Oí un chasquido amortiguado.

—Mierda, la puerta está atrancada. —Otro chasquido—. ¿Sam? ¿Chico lobo? ¿Estás ahí? Nada, en el cobertizo del cortacésped no hay nadie. Por cierto, ¿dices que fue Jack quien lo encerró? ¿Y dónde está Jack?

—Aquí. Está bien. ¿Oyes algo?

—Jack no está bien, Grace; está fatal. Pero de la cabeza. Y no, por aquí no se oye nada. Voy a mirar en el siguiente cobertizo.

Paul apoyó la mano en el cristal de la ventana y se estremeció. Cada vez hacía más frío.

—Vuelve a llamar a Sam —le pedí a Beck—. Dile que grite para que Isabel pueda localizarlo.

Beck agarró su teléfono, pulsó un botón y esperó.

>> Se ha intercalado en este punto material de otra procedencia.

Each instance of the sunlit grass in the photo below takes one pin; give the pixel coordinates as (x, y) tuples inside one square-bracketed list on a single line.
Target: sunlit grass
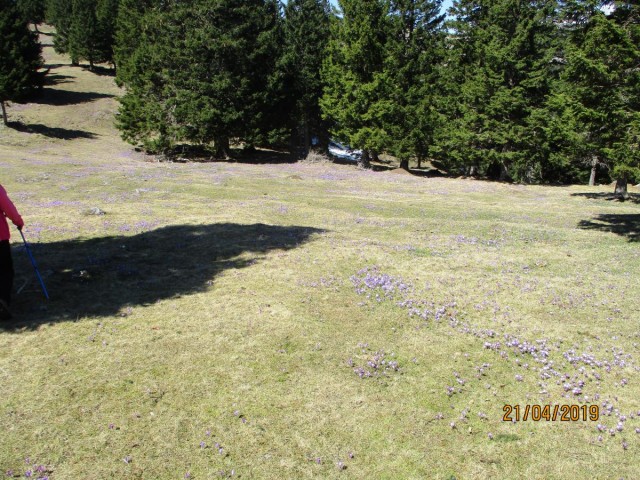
[(213, 320)]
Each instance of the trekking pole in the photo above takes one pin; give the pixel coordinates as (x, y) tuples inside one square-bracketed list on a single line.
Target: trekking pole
[(33, 262)]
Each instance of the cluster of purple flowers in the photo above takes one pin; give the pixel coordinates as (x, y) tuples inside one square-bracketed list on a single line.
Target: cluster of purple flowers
[(375, 363)]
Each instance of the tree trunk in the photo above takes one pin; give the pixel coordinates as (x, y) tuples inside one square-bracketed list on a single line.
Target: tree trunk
[(594, 166), (504, 173), (4, 113), (364, 160), (222, 148), (621, 189), (307, 139)]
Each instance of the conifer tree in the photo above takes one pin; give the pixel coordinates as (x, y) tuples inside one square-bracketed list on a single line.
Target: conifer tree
[(500, 55), (306, 35), (414, 53), (357, 98), (202, 73), (59, 13), (129, 30), (106, 17), (84, 35), (33, 10), (20, 57), (603, 86)]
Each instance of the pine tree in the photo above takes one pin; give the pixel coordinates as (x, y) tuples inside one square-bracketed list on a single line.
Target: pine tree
[(357, 97), (106, 17), (20, 57), (603, 86), (306, 36), (201, 73), (84, 34), (414, 53), (501, 77), (129, 30), (59, 13), (33, 10)]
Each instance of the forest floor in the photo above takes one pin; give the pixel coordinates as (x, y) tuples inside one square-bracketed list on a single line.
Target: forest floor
[(270, 321)]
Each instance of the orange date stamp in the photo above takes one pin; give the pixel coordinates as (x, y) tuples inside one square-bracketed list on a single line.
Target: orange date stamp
[(551, 413)]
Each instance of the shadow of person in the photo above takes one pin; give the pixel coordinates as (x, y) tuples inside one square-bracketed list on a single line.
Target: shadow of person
[(103, 276), (626, 225)]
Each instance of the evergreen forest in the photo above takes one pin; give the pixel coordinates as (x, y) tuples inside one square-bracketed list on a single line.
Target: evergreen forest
[(538, 91)]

—Estoy en el siguiente —anunció Isabel resollando—. ¡Sam! ¿Estás ahí? ¿Me oyes? —Sonó el chirrido de una puerta al abrirse, y luego silencio—. A no ser que se haya convertido en una bicicleta, aquí tampoco está.

—¿Cuántos cobertizos quedan? —pregunté, deseando estar en la casa de los Culpeper en lugar de Isabel.

Sabía que iría más aprisa que ella. Estaría desgañitándome para lograr que Sam me oyera.

—Ya te lo he dicho: cuatro. Pero sólo dos están aquí cerca. Los otros están lejísimos, en medio del campo. En realidad, son graneros.

—Tiene que ser uno de los cercanos; dijo que estaba en un cobertizo.

Miré a Beck, que continuaba con el teléfono pegado a la oreja. Meneó la cabeza: no había respuesta. No quería ni imaginarme por qué Sam no contestaba.

—He llegado al cobertizo del huerto. ¡Sam! Sam, soy Isabel. Si te has convertido en lobo, haz el favor de no tirarte a mi cuello —dijo, con la voz entrecortada por los jadeos—. Espera, esta puerta tampoco se abre. Le estoy pegando patadas con mis zapatos nuevos; ya puedes darme las gracias.

Beck estampó el teléfono en la encimera y se dio la vuelta cruzando los brazos tras la nuca. Era un gesto tan típico de Sam que me costó dominar las ganas de llorar.

—Ya la he abierto. Uf, aquí apesta. Hay basura por todas partes. No parece que… Mierda.

Isabel se interrumpió y su respiración se volvió más apurada.

—¿Qué pasa? ¿Qué pasa?

—Espera un… Cállate. Me estoy quitando el abrigo. Está aquí, ¿me oyes? Sam. Sam, mírame. Te digo que me mires. No pienso permitir que te transformes, ¿queda claro? No te atrevas a hacerle eso a Grace.

Me apoyé en la encimera y me dejé caer lentamente, atenta a cada una de las palabras que salían del teléfono. Paul me observaba sin inmutarse, silencioso, oscuro y lobuno.

Oí un golpe y después un taco. Al fondo sonaba el aullido del viento.

—Le estoy metiendo en casa. Por suerte, mis padres no están. Te llamo dentro de un rato; ahora me hacen falta las dos manos.

El teléfono enmudeció. Miré a Paul, que seguía observándome, y me pregunté qué podía decirle hasta que me di cuenta de que ya lo había entendido todo.